Con respecto al lenguaje, N. Katherine Hayles ha hablado de cómo la comunicación mediada por la tecnología transforma los supuestos que veían al lenguaje como una parte integral de lo humano, pues nos obliga a reconocer que los códigos computacionales funcionan como “the shadowy double of the human-only language inflected and infected by its hidden presence” (157). En Kentukis, Schweblin lleva esta noción un paso más allá: inscribe en la dualidad entre los lenguajes humanos y el código un tercer elemento, el del lenguaje de gruñidos y sonidos de animales no humanos que emiten los kentukis. El que el código no solo no transmita lenguajes humanos, sino que además los transforme en sonidos que evocan otras especies animales, es un recordatorio constante de que los lenguajes usados por los humanos no son excepcionales en su legibilidad o naturaleza comunicativa, o como sugiere Cary Wolfe, que el lenguaje humano es solo una herramienta mental de entre múltiples posibilidades utilizadas por otros seres vivos (41). De hecho, se establece una conexión directa con las formas de comunicación de otras especies animales, poniendo a animales humanos y no humanos en un mismo nivel: “Finalmente, pensó, también hay alguien del otro lado intentando entender cómo se controla este aparato. Pero cuando lo apoyó otra vez en el piso, el kentuki chilló, y fue un chillido agudo y rabioso” (141). En esta cita se hace referencia a varias de las cuestiones mencionadas. Podemos ver cómo el aspecto mediador de la tecnología en la comunicación entre humanos se hace evidente, pero al mismo tiempo se desestabiliza el proceso de comunicación con la inclusión de lenguajes asociados con lo animal no humano. Al deconstruir el lenguaje humano, la novela saca de las sombras el proceso de mediación llevado a cabo por el código, un proceso casi invisible para cualquiera que se haya comunicado de manera electrónica en tiempo real. Aunque decidan ignorarlo, los personajes saben que detrás de los gruñidos, chillidos y graznidos emitidos por los kentukis hay otros seres humanos. En este proceso, los participantes son forzados a reflexionar sobre su capacidad para comunicarse con otros seres humanos y, no en pocas ocasiones, deducir su imposibilidad. Así, a través de la tecnología se cuestiona la excepcionalidad de la comunicación humana.
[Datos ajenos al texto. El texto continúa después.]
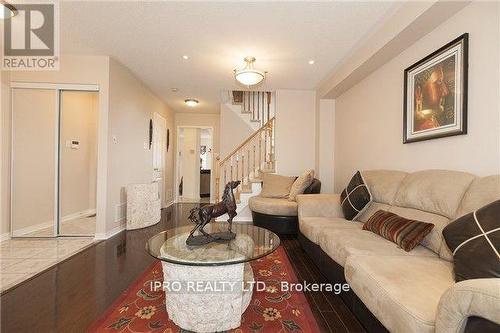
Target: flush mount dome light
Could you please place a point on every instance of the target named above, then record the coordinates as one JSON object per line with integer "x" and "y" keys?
{"x": 249, "y": 76}
{"x": 7, "y": 10}
{"x": 191, "y": 102}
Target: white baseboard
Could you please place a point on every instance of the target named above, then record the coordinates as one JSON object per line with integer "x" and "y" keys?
{"x": 168, "y": 204}
{"x": 110, "y": 233}
{"x": 4, "y": 236}
{"x": 48, "y": 224}
{"x": 32, "y": 228}
{"x": 83, "y": 213}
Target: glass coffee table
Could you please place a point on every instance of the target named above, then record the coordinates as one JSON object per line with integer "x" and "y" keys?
{"x": 208, "y": 287}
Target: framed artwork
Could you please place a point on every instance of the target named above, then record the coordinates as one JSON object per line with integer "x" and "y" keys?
{"x": 435, "y": 94}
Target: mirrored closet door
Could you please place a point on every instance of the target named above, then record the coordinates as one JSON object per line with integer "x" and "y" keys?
{"x": 54, "y": 162}
{"x": 34, "y": 163}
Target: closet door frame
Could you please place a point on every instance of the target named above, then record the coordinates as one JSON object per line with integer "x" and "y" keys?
{"x": 58, "y": 88}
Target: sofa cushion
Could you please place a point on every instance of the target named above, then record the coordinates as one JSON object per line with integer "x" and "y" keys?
{"x": 406, "y": 233}
{"x": 478, "y": 298}
{"x": 383, "y": 184}
{"x": 300, "y": 184}
{"x": 371, "y": 209}
{"x": 273, "y": 206}
{"x": 402, "y": 292}
{"x": 481, "y": 192}
{"x": 475, "y": 241}
{"x": 276, "y": 186}
{"x": 312, "y": 227}
{"x": 436, "y": 191}
{"x": 355, "y": 197}
{"x": 434, "y": 239}
{"x": 342, "y": 243}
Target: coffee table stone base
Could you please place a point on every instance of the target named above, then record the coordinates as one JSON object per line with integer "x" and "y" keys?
{"x": 207, "y": 311}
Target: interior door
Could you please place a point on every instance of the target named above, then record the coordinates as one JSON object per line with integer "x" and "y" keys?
{"x": 34, "y": 162}
{"x": 159, "y": 148}
{"x": 78, "y": 162}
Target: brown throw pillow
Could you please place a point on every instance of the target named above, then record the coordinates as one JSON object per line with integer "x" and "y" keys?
{"x": 300, "y": 184}
{"x": 355, "y": 198}
{"x": 474, "y": 240}
{"x": 276, "y": 186}
{"x": 406, "y": 233}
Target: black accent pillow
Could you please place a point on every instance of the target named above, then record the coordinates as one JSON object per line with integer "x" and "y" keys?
{"x": 355, "y": 197}
{"x": 474, "y": 240}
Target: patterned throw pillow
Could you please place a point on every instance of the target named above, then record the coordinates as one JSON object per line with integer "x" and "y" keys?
{"x": 474, "y": 240}
{"x": 406, "y": 233}
{"x": 355, "y": 197}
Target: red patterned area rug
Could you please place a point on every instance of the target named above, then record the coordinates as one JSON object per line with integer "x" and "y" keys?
{"x": 139, "y": 309}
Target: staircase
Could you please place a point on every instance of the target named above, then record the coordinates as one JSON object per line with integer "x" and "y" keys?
{"x": 254, "y": 156}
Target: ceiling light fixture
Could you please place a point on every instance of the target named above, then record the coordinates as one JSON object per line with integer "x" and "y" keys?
{"x": 191, "y": 102}
{"x": 248, "y": 75}
{"x": 7, "y": 10}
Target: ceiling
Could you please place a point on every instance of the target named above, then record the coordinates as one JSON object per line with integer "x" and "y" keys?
{"x": 151, "y": 38}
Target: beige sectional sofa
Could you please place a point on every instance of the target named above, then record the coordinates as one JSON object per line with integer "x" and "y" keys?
{"x": 406, "y": 291}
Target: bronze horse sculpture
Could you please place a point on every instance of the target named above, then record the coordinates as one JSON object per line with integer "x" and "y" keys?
{"x": 201, "y": 216}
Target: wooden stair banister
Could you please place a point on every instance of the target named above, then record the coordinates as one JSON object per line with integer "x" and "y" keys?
{"x": 246, "y": 162}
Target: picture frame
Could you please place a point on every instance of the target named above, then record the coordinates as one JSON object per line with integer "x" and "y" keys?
{"x": 435, "y": 93}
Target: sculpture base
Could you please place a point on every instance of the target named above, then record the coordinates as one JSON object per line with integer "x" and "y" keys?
{"x": 206, "y": 310}
{"x": 205, "y": 239}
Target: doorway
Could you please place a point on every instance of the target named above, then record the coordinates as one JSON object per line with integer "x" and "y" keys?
{"x": 194, "y": 179}
{"x": 54, "y": 161}
{"x": 159, "y": 146}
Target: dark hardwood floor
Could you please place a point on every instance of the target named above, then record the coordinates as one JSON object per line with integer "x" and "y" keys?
{"x": 70, "y": 296}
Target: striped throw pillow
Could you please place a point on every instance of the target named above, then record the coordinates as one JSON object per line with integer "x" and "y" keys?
{"x": 406, "y": 233}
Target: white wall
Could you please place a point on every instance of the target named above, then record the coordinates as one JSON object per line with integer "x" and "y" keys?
{"x": 131, "y": 106}
{"x": 233, "y": 130}
{"x": 326, "y": 144}
{"x": 368, "y": 117}
{"x": 295, "y": 131}
{"x": 190, "y": 171}
{"x": 4, "y": 154}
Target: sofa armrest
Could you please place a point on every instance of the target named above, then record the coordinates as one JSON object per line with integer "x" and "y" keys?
{"x": 319, "y": 205}
{"x": 476, "y": 297}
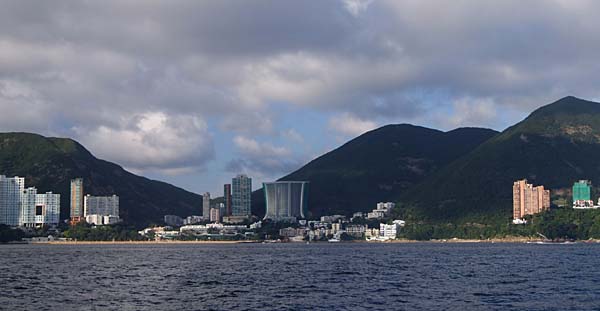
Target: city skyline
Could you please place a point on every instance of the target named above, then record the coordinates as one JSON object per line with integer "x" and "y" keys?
{"x": 202, "y": 99}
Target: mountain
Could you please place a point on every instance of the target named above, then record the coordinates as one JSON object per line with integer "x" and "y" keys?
{"x": 378, "y": 166}
{"x": 50, "y": 163}
{"x": 554, "y": 146}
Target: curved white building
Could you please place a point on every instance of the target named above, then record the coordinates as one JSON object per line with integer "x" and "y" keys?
{"x": 286, "y": 200}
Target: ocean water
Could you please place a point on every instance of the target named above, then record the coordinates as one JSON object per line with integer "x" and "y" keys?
{"x": 352, "y": 276}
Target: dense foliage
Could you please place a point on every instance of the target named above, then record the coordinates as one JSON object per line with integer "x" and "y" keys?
{"x": 378, "y": 166}
{"x": 555, "y": 146}
{"x": 555, "y": 224}
{"x": 50, "y": 163}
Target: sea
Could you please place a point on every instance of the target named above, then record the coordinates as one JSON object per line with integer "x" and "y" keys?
{"x": 317, "y": 276}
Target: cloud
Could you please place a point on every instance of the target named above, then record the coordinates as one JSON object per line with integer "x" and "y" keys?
{"x": 471, "y": 112}
{"x": 154, "y": 142}
{"x": 97, "y": 70}
{"x": 263, "y": 160}
{"x": 349, "y": 125}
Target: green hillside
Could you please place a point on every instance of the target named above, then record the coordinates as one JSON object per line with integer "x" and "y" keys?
{"x": 50, "y": 163}
{"x": 554, "y": 146}
{"x": 378, "y": 166}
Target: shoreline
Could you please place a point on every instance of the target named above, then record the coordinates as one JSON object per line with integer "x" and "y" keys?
{"x": 399, "y": 241}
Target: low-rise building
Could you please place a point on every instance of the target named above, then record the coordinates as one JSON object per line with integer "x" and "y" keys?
{"x": 333, "y": 218}
{"x": 382, "y": 210}
{"x": 192, "y": 220}
{"x": 173, "y": 220}
{"x": 215, "y": 215}
{"x": 357, "y": 231}
{"x": 389, "y": 232}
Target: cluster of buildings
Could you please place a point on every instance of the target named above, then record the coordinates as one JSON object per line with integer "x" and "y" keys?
{"x": 96, "y": 210}
{"x": 334, "y": 231}
{"x": 22, "y": 206}
{"x": 582, "y": 195}
{"x": 530, "y": 200}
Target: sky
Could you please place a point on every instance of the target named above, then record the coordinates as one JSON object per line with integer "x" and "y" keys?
{"x": 195, "y": 92}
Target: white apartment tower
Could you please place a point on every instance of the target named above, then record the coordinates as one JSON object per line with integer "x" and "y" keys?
{"x": 10, "y": 199}
{"x": 206, "y": 205}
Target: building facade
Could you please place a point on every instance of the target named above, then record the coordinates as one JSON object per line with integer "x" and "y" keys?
{"x": 227, "y": 199}
{"x": 24, "y": 207}
{"x": 582, "y": 194}
{"x": 206, "y": 205}
{"x": 11, "y": 189}
{"x": 529, "y": 200}
{"x": 215, "y": 215}
{"x": 286, "y": 200}
{"x": 101, "y": 205}
{"x": 241, "y": 193}
{"x": 77, "y": 204}
{"x": 39, "y": 209}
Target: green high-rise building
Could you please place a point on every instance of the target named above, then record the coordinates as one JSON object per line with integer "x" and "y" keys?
{"x": 582, "y": 190}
Un aspecto que merece atención es que, si bien tanto los dueños como los controladores buscan superar diversos retos en el proceso comunicativo, los obstáculos a los cuales se enfrentan unos y otros no son equitativos. En general, los controladores tienen a su disposición un mayor número de herramientas para establecer contacto con los dueños. Sin ser necesariamente conscientes de la cantidad de información que ceden al recibir un kentuki en su vida, los dueños les dan a los controladores —y a la compañía que comercializa los aparatos— acceso a su vida privada y su intimidad. La asimetría de poder se vuelve patente cuando algunos de los controladores logran averiguar información que les permite contactar a los dueños, como su número telefónico, y establecen contacto para beneficiarse, económica o emocionalmente, de su posición. Guillermina Yansen ha descrito cómo “en varias historias se revela el poder que tiene un sujeto sobre otro a partir de las asimetrías del acceso a la información” (151). Yansen señala a la comunicación como una herramienta que transforma las relaciones sociales (152). Me parece que además de la transformación de las relaciones sociales como resultado de cambios en el proceso comunicativo, quizá uno de los efectos más significativos en la asimetría de poder entre ‘ser’ y ‘tener’, y en el capitalismo digital de manera más general, es que los vínculos sociales se han convertido en un elemento más en la mercantilización de información sobre la vida de las personas. De esta forma, los comportamientos, las rutinas y los sentimientos de los dueños se vuelven mercancías en sí mismos, objetos de consumo para una sociedad ávida de entretenimiento para la cual las experiencias emocionales extremas, como la violencia y el sufrimiento, adquieren valor en función de su capacidad recreativa. Este es un aspecto que examino en la siguiente sección, enfocada en la mercantilización del sufrimiento y en cómo esta refuerza una lectura de la novela desde el poshumanismo.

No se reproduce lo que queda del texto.